2014 workshops

In addition to presentations, birds of a feather meetings, booksignings and socials, Data Day will host a variety of workshops on the technologies requested by our attendees. Below are some of the workshops scheduled. We'll be publishing the remainder in the next few days.

For those of you interested in a deep dive into machine learning, Paco Nathan will be teaching his Hands-on Introduction to Machine Learning on Friday, January 10. This is a full day course.
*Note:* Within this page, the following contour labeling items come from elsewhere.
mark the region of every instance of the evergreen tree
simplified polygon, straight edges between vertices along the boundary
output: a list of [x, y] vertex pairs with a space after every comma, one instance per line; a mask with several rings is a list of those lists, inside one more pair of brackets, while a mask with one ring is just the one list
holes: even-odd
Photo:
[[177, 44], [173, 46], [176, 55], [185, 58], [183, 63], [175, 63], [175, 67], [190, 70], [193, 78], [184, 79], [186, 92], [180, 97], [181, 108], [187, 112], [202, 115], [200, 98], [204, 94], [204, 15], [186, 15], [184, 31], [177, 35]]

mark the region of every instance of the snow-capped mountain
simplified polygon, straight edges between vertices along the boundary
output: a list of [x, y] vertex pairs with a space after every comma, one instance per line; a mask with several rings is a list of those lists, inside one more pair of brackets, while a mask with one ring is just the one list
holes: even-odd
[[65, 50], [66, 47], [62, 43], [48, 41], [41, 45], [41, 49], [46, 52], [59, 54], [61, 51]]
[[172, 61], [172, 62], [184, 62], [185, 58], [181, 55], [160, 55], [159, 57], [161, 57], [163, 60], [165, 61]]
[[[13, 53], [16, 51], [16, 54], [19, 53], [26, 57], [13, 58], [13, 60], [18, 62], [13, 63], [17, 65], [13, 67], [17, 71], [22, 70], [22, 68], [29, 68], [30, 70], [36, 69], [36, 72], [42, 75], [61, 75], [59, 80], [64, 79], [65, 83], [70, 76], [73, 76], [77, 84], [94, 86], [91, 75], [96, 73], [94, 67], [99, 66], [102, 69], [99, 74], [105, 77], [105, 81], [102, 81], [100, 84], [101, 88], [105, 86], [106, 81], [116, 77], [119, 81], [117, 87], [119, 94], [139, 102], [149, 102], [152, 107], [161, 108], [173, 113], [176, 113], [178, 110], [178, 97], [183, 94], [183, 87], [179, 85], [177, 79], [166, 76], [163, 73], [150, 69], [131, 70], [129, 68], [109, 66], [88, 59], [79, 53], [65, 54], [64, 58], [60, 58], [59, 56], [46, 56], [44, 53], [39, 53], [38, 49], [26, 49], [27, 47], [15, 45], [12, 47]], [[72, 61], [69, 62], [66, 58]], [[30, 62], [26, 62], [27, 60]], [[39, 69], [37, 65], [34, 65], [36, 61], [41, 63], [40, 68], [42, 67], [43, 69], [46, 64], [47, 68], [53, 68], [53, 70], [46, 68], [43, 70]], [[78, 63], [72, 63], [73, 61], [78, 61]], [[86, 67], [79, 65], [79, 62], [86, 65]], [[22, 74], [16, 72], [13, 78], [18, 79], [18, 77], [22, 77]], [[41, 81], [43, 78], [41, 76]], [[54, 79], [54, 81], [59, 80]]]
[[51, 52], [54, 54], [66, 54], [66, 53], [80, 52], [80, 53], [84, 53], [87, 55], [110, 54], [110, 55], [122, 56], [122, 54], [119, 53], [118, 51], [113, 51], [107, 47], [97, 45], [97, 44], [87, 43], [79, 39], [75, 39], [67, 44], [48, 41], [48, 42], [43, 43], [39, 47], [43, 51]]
How to Build a Hadoop Data Application

Eric Sammer, O'Reilly Author and Engineering Manager, Cloudera
With a such a large number of components in the Hadoop ecosystem, writing Hadoop applications can be a challenge for users who are new to the platform. The Cloudera Development Kit (CDK) is an open source project with the goal of simplifying Hadoop application development. It codifies best-practice for writing Hadoop applications by providing documentation, examples, tools, and APIs for Java developers.
We will discuss the architecture of a common data pipeline from data ingest from an application to report generation. Hadoop concepts and components (including HDFS, Avro, Flume, Crunch, HCatalog, Hive, Impala, Oozie) will be introduced along the way, and they will be explained in the context of solving a concrete problem for the application. The goal is to build a simple end-to-end Hadoop data application that you can take away and adapt to your own use cases.
Attendees should be familiar with Java and common enterprise APIs like Servlets. No prior experience of Hadoop is necessary, although an awareness of the functions of components in the Hadoop stack is a plus.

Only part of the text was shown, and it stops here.